Partial nephrectomy is best option for small kidney tumors

Surgeons who automatically consider radical nephrectomy for small renal tumors are doing their patients a disservice. Data from Memorial Sloan-Kettering Cancer Center and other centers suggest that partial nephrectomy is more appropriate, especially for smaller tumors.

Key Points

San Francisco-Surgeons who automatically consider radical nephrectomy for small renal tumors are doing their patients a disservice.
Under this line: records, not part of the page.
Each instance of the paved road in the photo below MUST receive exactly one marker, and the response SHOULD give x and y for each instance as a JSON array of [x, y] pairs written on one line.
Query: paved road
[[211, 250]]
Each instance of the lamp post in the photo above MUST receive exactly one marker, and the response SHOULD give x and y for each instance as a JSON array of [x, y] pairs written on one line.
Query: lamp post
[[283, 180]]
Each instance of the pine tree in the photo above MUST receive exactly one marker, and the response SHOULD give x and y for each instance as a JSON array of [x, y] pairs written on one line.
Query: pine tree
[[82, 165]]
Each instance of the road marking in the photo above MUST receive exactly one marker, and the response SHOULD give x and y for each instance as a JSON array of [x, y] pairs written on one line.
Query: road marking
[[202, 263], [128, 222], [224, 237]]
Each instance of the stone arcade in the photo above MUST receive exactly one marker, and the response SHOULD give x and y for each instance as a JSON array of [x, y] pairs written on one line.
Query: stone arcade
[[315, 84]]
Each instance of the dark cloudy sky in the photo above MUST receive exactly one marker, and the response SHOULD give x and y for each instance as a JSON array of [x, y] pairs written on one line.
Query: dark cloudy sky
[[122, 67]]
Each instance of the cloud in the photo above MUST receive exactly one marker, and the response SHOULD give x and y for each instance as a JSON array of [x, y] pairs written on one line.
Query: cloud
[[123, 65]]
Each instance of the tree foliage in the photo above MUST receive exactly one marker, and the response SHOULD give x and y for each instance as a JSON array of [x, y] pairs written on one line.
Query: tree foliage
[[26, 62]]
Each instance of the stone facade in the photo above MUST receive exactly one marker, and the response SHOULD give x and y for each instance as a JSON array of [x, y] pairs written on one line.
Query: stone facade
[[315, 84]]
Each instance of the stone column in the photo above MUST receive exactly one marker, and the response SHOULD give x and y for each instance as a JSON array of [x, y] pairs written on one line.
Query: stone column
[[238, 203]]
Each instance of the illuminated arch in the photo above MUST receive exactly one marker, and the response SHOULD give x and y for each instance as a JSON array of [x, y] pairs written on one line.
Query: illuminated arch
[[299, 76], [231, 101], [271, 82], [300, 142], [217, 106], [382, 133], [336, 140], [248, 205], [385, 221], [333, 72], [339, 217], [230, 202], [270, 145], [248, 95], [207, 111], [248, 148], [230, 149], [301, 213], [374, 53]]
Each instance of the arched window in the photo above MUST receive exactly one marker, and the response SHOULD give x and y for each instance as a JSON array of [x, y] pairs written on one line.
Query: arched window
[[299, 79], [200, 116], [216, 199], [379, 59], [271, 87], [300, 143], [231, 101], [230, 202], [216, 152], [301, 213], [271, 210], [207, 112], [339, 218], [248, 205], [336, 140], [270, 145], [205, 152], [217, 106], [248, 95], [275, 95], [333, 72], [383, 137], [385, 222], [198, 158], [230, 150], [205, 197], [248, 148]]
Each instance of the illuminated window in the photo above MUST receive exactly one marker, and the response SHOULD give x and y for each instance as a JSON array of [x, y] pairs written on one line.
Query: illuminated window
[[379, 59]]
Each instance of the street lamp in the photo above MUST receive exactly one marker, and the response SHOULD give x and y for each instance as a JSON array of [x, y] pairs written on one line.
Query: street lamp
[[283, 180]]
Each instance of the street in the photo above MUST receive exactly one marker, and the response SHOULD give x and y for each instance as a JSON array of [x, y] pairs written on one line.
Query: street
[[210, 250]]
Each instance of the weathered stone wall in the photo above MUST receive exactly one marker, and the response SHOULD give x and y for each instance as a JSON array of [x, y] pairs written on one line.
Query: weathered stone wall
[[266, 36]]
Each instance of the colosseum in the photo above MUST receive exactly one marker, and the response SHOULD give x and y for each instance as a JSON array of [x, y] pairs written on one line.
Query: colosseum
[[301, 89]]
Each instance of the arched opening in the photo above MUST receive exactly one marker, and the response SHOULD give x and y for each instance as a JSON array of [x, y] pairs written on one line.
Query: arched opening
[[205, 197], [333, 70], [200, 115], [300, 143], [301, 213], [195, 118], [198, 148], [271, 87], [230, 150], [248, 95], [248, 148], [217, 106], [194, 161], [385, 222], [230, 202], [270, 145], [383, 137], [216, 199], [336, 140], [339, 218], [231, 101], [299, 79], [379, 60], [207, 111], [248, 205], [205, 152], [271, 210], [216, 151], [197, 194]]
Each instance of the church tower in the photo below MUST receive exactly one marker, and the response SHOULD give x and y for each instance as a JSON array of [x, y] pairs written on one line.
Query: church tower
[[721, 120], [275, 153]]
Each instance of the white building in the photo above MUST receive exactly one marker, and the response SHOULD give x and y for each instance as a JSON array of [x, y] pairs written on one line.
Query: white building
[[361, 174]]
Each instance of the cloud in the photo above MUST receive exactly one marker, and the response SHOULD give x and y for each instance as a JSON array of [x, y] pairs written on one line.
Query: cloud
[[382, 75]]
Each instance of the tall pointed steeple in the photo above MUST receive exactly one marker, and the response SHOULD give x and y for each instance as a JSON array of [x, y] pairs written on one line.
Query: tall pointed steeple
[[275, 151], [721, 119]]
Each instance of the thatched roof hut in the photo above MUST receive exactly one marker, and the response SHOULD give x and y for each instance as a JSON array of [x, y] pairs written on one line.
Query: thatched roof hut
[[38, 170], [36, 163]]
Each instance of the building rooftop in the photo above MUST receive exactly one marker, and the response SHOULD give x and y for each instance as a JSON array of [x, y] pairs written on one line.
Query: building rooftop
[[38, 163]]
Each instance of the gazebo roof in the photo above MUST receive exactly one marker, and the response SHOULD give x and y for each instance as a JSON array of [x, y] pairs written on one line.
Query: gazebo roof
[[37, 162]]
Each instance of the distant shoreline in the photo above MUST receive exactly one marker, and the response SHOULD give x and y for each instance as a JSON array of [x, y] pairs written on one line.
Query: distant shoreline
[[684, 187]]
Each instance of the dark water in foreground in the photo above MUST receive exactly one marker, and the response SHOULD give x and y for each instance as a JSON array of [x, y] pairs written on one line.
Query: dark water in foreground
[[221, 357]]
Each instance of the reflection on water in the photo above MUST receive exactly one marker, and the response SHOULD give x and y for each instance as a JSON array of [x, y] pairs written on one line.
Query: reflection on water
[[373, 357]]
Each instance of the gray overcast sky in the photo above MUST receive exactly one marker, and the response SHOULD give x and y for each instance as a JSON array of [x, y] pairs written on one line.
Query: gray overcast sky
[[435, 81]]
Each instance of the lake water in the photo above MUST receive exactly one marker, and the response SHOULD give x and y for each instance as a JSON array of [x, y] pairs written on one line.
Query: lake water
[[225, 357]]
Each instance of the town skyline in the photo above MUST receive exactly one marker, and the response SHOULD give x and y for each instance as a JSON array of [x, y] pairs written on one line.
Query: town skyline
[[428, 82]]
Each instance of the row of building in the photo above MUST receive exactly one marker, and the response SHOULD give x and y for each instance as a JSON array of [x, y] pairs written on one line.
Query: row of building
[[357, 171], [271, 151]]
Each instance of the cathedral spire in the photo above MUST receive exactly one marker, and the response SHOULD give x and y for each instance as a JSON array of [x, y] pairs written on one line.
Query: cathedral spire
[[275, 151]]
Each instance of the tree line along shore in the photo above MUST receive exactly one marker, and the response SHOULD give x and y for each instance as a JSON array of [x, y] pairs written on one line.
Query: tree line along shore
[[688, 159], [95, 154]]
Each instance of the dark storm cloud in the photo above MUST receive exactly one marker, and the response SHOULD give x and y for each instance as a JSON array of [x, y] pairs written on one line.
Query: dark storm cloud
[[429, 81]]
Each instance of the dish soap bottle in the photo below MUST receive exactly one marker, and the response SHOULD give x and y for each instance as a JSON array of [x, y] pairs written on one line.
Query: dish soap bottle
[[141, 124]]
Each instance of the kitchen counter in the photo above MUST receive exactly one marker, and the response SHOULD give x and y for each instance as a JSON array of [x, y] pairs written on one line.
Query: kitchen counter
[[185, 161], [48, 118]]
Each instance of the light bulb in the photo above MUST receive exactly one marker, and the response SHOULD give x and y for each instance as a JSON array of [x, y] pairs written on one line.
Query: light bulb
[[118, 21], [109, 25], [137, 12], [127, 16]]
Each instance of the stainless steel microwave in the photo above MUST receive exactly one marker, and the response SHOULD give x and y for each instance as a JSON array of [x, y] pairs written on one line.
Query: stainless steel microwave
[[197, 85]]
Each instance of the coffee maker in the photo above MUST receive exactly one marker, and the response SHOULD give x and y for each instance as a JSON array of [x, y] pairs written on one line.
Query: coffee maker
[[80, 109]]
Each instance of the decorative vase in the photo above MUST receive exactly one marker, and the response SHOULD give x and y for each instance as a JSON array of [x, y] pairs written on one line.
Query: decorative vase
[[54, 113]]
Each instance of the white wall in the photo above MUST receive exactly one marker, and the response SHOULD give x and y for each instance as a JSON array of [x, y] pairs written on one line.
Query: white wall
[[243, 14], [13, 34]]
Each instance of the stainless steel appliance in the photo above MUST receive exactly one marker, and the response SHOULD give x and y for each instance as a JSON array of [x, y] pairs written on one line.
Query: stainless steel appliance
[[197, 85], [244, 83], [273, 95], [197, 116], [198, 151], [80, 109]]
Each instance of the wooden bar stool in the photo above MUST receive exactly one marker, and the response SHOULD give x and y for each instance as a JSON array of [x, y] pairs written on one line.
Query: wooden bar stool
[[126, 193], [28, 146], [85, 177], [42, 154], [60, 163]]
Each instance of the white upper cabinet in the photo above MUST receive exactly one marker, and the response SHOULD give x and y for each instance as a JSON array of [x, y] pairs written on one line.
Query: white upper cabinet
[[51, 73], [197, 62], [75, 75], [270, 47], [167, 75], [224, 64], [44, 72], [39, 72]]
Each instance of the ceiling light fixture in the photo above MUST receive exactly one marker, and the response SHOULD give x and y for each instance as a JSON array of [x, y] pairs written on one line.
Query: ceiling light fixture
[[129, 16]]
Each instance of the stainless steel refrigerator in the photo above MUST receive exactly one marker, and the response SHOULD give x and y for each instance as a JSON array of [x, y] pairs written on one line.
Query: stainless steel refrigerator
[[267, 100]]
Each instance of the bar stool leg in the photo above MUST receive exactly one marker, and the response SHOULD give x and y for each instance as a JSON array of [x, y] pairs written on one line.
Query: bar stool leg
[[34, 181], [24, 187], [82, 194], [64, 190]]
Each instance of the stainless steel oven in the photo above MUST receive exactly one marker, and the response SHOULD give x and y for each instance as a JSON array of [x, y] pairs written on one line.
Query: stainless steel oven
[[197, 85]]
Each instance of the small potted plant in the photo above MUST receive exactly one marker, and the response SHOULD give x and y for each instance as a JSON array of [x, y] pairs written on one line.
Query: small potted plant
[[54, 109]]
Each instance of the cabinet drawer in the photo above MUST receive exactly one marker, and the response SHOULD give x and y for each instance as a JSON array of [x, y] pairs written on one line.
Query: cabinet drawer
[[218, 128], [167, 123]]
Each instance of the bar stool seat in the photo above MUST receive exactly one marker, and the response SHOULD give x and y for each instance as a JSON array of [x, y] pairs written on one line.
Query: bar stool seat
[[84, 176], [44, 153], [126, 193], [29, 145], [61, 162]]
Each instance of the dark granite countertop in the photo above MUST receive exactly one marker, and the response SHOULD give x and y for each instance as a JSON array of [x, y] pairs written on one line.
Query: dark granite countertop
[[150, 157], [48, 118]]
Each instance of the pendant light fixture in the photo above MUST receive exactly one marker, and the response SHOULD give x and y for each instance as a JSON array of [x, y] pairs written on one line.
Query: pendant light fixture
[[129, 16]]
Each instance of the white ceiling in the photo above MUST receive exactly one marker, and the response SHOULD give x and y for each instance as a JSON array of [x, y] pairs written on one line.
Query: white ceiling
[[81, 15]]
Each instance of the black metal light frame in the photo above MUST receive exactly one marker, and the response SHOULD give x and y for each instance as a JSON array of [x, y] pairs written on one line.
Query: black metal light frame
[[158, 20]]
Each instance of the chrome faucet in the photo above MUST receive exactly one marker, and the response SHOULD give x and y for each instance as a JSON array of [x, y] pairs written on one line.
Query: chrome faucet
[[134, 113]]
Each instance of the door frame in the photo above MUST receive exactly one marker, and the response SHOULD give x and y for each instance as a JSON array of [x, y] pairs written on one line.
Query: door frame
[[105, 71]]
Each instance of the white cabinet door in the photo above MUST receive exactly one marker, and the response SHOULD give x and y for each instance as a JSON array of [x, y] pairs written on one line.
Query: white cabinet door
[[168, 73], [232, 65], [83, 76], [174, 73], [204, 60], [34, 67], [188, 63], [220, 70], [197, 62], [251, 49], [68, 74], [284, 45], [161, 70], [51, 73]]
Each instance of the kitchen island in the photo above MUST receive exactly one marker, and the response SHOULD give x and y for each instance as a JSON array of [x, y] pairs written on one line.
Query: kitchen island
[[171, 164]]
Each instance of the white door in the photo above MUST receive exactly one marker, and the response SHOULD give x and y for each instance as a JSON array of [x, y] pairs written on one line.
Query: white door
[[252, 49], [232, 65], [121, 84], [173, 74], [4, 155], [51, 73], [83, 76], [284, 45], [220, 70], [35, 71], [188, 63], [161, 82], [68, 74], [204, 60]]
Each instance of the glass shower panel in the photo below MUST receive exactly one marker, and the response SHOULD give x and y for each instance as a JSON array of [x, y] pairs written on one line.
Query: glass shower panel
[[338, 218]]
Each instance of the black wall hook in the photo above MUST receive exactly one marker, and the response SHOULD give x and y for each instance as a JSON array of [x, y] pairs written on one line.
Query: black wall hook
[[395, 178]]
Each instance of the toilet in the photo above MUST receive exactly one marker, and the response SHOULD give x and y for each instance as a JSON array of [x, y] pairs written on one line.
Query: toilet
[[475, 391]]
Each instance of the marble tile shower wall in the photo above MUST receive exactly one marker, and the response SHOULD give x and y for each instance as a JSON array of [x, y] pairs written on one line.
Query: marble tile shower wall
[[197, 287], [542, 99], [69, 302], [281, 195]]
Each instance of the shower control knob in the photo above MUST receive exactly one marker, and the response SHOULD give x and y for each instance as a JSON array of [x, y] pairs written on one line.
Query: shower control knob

"Partial nephrectomy preserves renal function and delays the onset of chronic kidney disease," Dr. Russo said. "Partial nephrectomy can be protective compared to radical nephrectomy because the glomerular filtration rate [GFR] is already depressed in many of our patients before surgery. The data show that we may be doing our patients a disservice by doing more aggressive surgery."

Imaging's role in surgical approach

The picture changed with the development of ultrasound, computed tomography, and magnetic resonance imaging. Incidental detection accounted for less than 5% of all kidney tumors before the widespread use of modern imaging, which is often used for the evaluation of non-specific abdominal or musculoskeletal complaints or in the management of unrelated cancer care.

Today, incidental detection is responsible for 70% of renal masses found, and the median tumor size is less than 4 cm. Performing radical nephrectomy today for such small renal tumors too often means destroying a significant portion of healthy, functional kidney tissue.

"Remember, 20% of tumors resected are actually benign and another 25% are indolent," Dr. Russo said. "If you cut out functional kidney tissue, you can send a patient into chronic kidney disease or renal failure."

Patients presenting with suspicious kidney masses are not comparable to kidney donors, he noted. The typical kidney tumor patient at MSKCC is 58 years old and has a GFR of 69 mL/min. That is more than a decade older than the typical carefully screened kidney donor, who has a GFR in the range of 90 to 100 mL/min range. A GFR of 60 mL/min or lower is consistent with chronic kidney disease.

About 26% of patients undergoing elective partial nephrectomy have an estimated GFR of less than 60 mL/min, typically due to common comorbidities such as hypertension, diabetes, and cigarette smoking. The loss of renal tissue not associated with a kidney tumor further decreases the renal functional reserve.

"Kidney tumor patients already have significant wear and tear on their kidneys," Dr. Russo said. "Partial nephrectomy preserves renal function and prevents or delays the onset of chronic kidney disease and the associated cardiovascular morbidity and potential mortality."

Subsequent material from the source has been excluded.